Nitrodon wrote:I took some ideas from that other thread, and 2 can be expressed as the sum of 1/n for all n>1 dividing 1310112879075 except ...(some of them)
Interesting. Is 1310112879075 (which factors as 3^5 * 5^2 * 7 * 11 * 13 * 17 * 19 * 23 * 29) the smallest odd number n such that the sum of its proper divisors is at least 2n? (For that n, we have (sum of proper divisors of n) = approx 2.000465430n.)
Some simple-minded searching seems to indicate there are no such odd n below 2 million.

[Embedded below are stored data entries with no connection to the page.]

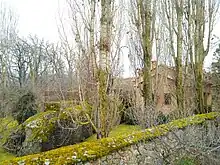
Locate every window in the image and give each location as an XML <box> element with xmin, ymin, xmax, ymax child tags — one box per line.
<box><xmin>203</xmin><ymin>92</ymin><xmax>211</xmax><ymax>105</ymax></box>
<box><xmin>164</xmin><ymin>93</ymin><xmax>171</xmax><ymax>105</ymax></box>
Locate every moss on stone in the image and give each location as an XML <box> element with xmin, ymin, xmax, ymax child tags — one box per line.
<box><xmin>7</xmin><ymin>109</ymin><xmax>78</xmax><ymax>145</ymax></box>
<box><xmin>22</xmin><ymin>111</ymin><xmax>58</xmax><ymax>143</ymax></box>
<box><xmin>4</xmin><ymin>106</ymin><xmax>91</xmax><ymax>152</ymax></box>
<box><xmin>21</xmin><ymin>108</ymin><xmax>87</xmax><ymax>143</ymax></box>
<box><xmin>2</xmin><ymin>112</ymin><xmax>219</xmax><ymax>165</ymax></box>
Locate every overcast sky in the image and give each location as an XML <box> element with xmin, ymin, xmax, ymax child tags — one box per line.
<box><xmin>5</xmin><ymin>0</ymin><xmax>61</xmax><ymax>41</ymax></box>
<box><xmin>1</xmin><ymin>0</ymin><xmax>220</xmax><ymax>75</ymax></box>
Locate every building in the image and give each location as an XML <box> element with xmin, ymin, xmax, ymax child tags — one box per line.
<box><xmin>134</xmin><ymin>61</ymin><xmax>212</xmax><ymax>114</ymax></box>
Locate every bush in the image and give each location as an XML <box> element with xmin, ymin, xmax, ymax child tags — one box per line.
<box><xmin>12</xmin><ymin>91</ymin><xmax>38</xmax><ymax>124</ymax></box>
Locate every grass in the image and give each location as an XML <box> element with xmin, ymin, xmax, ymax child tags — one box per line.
<box><xmin>0</xmin><ymin>147</ymin><xmax>15</xmax><ymax>162</ymax></box>
<box><xmin>86</xmin><ymin>124</ymin><xmax>142</xmax><ymax>141</ymax></box>
<box><xmin>0</xmin><ymin>117</ymin><xmax>17</xmax><ymax>162</ymax></box>
<box><xmin>0</xmin><ymin>117</ymin><xmax>18</xmax><ymax>144</ymax></box>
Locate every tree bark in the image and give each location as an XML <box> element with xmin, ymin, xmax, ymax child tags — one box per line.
<box><xmin>97</xmin><ymin>0</ymin><xmax>113</xmax><ymax>138</ymax></box>
<box><xmin>175</xmin><ymin>0</ymin><xmax>184</xmax><ymax>115</ymax></box>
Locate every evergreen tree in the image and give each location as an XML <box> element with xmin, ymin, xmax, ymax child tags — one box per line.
<box><xmin>12</xmin><ymin>91</ymin><xmax>37</xmax><ymax>124</ymax></box>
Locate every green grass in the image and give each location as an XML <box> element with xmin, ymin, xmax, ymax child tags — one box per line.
<box><xmin>86</xmin><ymin>124</ymin><xmax>142</xmax><ymax>141</ymax></box>
<box><xmin>0</xmin><ymin>117</ymin><xmax>18</xmax><ymax>145</ymax></box>
<box><xmin>0</xmin><ymin>117</ymin><xmax>17</xmax><ymax>162</ymax></box>
<box><xmin>0</xmin><ymin>147</ymin><xmax>15</xmax><ymax>162</ymax></box>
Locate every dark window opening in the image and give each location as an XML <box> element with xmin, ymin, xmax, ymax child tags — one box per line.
<box><xmin>152</xmin><ymin>93</ymin><xmax>154</xmax><ymax>101</ymax></box>
<box><xmin>164</xmin><ymin>93</ymin><xmax>171</xmax><ymax>105</ymax></box>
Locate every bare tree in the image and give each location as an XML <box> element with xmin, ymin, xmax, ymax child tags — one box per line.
<box><xmin>0</xmin><ymin>2</ymin><xmax>18</xmax><ymax>116</ymax></box>
<box><xmin>127</xmin><ymin>0</ymin><xmax>157</xmax><ymax>107</ymax></box>
<box><xmin>0</xmin><ymin>2</ymin><xmax>17</xmax><ymax>88</ymax></box>
<box><xmin>57</xmin><ymin>0</ymin><xmax>125</xmax><ymax>138</ymax></box>
<box><xmin>160</xmin><ymin>0</ymin><xmax>185</xmax><ymax>116</ymax></box>
<box><xmin>9</xmin><ymin>38</ymin><xmax>30</xmax><ymax>88</ymax></box>
<box><xmin>189</xmin><ymin>0</ymin><xmax>219</xmax><ymax>113</ymax></box>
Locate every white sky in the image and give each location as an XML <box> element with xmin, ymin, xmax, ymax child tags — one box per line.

But of course, 1310112879075 is a lot bigger.
And when I do a Google search on 1310112879075, I get almost no hits, which is a little surprising to me if that is indeed the smallest answer to my question.
But now, after doing some fooling around, I suspect that it probably is. It's possible to show that any such n must be divisible by each of the primes from 3 to 23. And the integer 3*5*7*11*13*17*19*23 doesn't work, so then you can experiment with multiplying by 29 versus multiplying by 3^3 or 5^2, and things like that. I don't have a proof, but I suspect 1310112879075 is the correct answer to the above question.EDITED APPROXIMATELY TWO HOURS LATER:
In fact, I was wrong. The smallest such odd integer is
1018976683725 = 3^3 * 5^2 * 7^2 * 11 * 13 * 17 * 19 * 23 * 29
All I had to do to prove this was loop through odd multiples of 3*5*7*11*13*17*19*23.